Furthermore the trust will terminate outsourcing contracts at five hospitals that it runs. Workers employed by the outsourcers will all receive the same rights as those similarly employed by the NHS.
The workers—mainly migrants—were some of the lowest paid in London. They received only £8.21 an hour. Sodexo offered the strikers the London Living Wage of £10.55 an hour last November.
But the offer still meant that the workers were earning less than the lowest paid workers employed by the NHS. And the Living Wage Foundation set the London Living Wage to £10.75 in November.
Striker Loretta said, “In November our strikes forced them to pay us the London Living Wage. It meant we got several hundred pounds extra a month.”
She added, “It wasn’t enough. We thought, ‘Why shouldn’t we be paid like all other NHS workers?’ and we kept on fighting for full equality.

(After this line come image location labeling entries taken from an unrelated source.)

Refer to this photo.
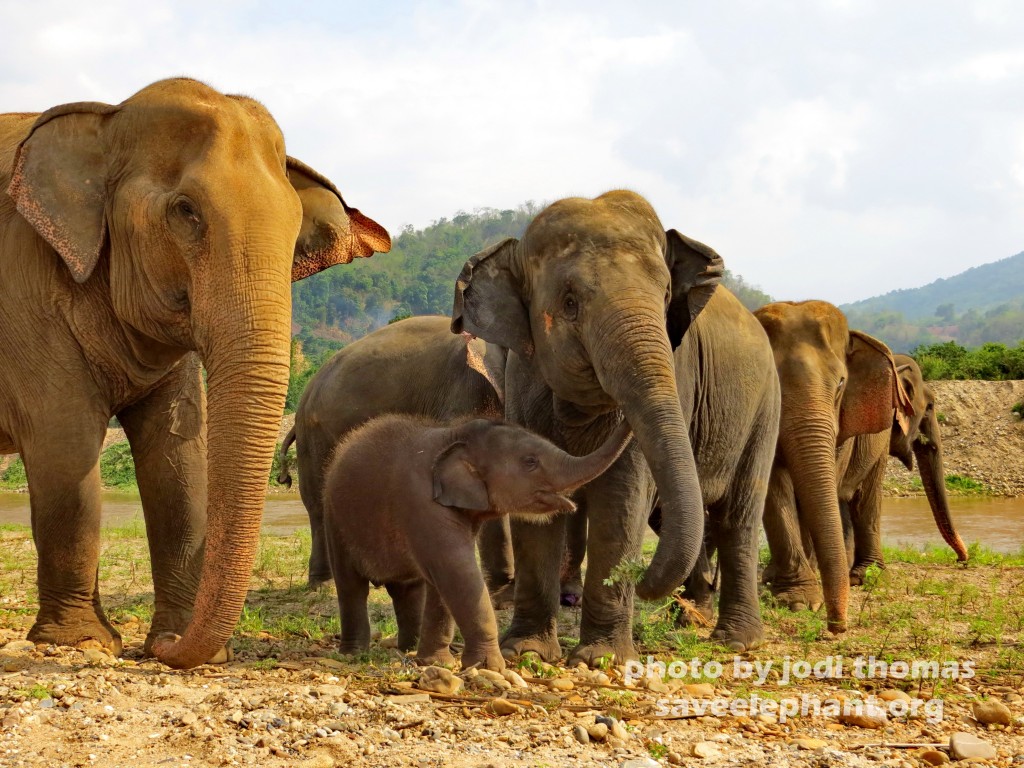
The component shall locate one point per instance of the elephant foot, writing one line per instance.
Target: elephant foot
(738, 638)
(483, 658)
(83, 634)
(442, 657)
(546, 646)
(602, 655)
(504, 596)
(223, 655)
(858, 571)
(799, 597)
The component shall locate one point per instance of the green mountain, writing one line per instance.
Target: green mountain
(418, 276)
(984, 304)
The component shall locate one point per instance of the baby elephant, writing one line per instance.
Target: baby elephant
(403, 498)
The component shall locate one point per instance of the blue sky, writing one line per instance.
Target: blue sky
(832, 150)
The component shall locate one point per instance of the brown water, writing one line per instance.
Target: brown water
(997, 523)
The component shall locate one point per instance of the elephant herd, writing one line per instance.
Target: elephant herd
(143, 242)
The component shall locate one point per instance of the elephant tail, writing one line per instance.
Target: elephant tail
(285, 475)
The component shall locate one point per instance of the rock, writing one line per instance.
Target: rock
(705, 750)
(966, 745)
(991, 713)
(807, 742)
(503, 707)
(438, 680)
(894, 694)
(865, 716)
(410, 698)
(19, 646)
(640, 763)
(514, 678)
(699, 690)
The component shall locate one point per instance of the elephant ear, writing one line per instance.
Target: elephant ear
(332, 232)
(457, 481)
(873, 391)
(695, 270)
(488, 299)
(58, 182)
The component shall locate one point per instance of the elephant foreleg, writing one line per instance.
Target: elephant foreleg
(165, 430)
(617, 507)
(865, 516)
(64, 479)
(792, 580)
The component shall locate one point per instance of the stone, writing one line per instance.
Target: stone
(894, 694)
(865, 716)
(699, 690)
(18, 646)
(806, 742)
(705, 750)
(991, 713)
(514, 678)
(966, 745)
(438, 680)
(503, 707)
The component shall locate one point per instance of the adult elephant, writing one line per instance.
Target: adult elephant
(860, 488)
(414, 367)
(837, 384)
(605, 315)
(131, 236)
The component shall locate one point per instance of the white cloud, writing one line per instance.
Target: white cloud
(827, 150)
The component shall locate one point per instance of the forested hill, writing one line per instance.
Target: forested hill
(983, 304)
(416, 278)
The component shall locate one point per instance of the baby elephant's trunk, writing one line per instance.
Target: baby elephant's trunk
(577, 471)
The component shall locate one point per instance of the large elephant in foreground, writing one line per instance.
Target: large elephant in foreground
(413, 367)
(837, 384)
(603, 311)
(131, 236)
(865, 458)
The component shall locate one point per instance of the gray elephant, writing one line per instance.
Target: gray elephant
(837, 384)
(865, 458)
(403, 499)
(413, 367)
(138, 241)
(604, 312)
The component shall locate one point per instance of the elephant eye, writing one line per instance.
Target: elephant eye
(570, 307)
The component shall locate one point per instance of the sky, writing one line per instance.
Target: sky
(830, 148)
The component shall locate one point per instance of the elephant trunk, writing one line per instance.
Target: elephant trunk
(634, 363)
(576, 471)
(928, 451)
(809, 451)
(244, 343)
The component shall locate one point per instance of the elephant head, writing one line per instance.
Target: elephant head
(179, 212)
(923, 439)
(596, 297)
(500, 468)
(836, 384)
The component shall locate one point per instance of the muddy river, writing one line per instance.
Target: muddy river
(998, 523)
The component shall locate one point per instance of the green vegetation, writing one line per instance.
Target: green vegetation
(990, 361)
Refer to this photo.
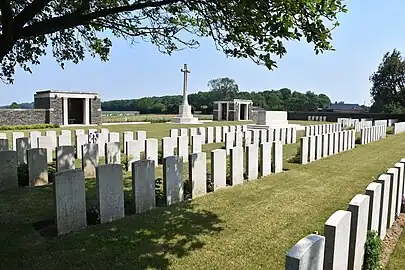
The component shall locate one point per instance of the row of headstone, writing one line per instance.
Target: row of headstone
(256, 136)
(372, 134)
(362, 124)
(381, 122)
(69, 186)
(316, 147)
(209, 135)
(347, 122)
(399, 127)
(313, 130)
(342, 247)
(317, 118)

Strikers were fighting for better terms and conditions, including improved sick pay. Previously they received only two days of sick pay, forcing many of them to come into work while sick.
Many of the staff worked on wards, potentially endangering patients.
Now, with sick pay rights, Loretta says, “I won’t have to choose between paying my rent and protecting my health.”
Petros Elia, UVW organiser said that the strike “is also a victory for patients.”
He said, “Study after study shows hospitals that outsource their ancillary staff have higher incidences of infections—including MRSA.
“Cutting out profit-hungry contractors will allow the Trust to put patient health and safety first.”
The victory comes at the same time as security guards at St George’s University in south London are fighting to force bosses to put an end to their contract with outsourcers Noonan.
The success at St Mary’s is a massive step forward for workers’rights and migrants’ rights. And it shows what is possible when workers organise in a militant way to win the conditions that they deserve.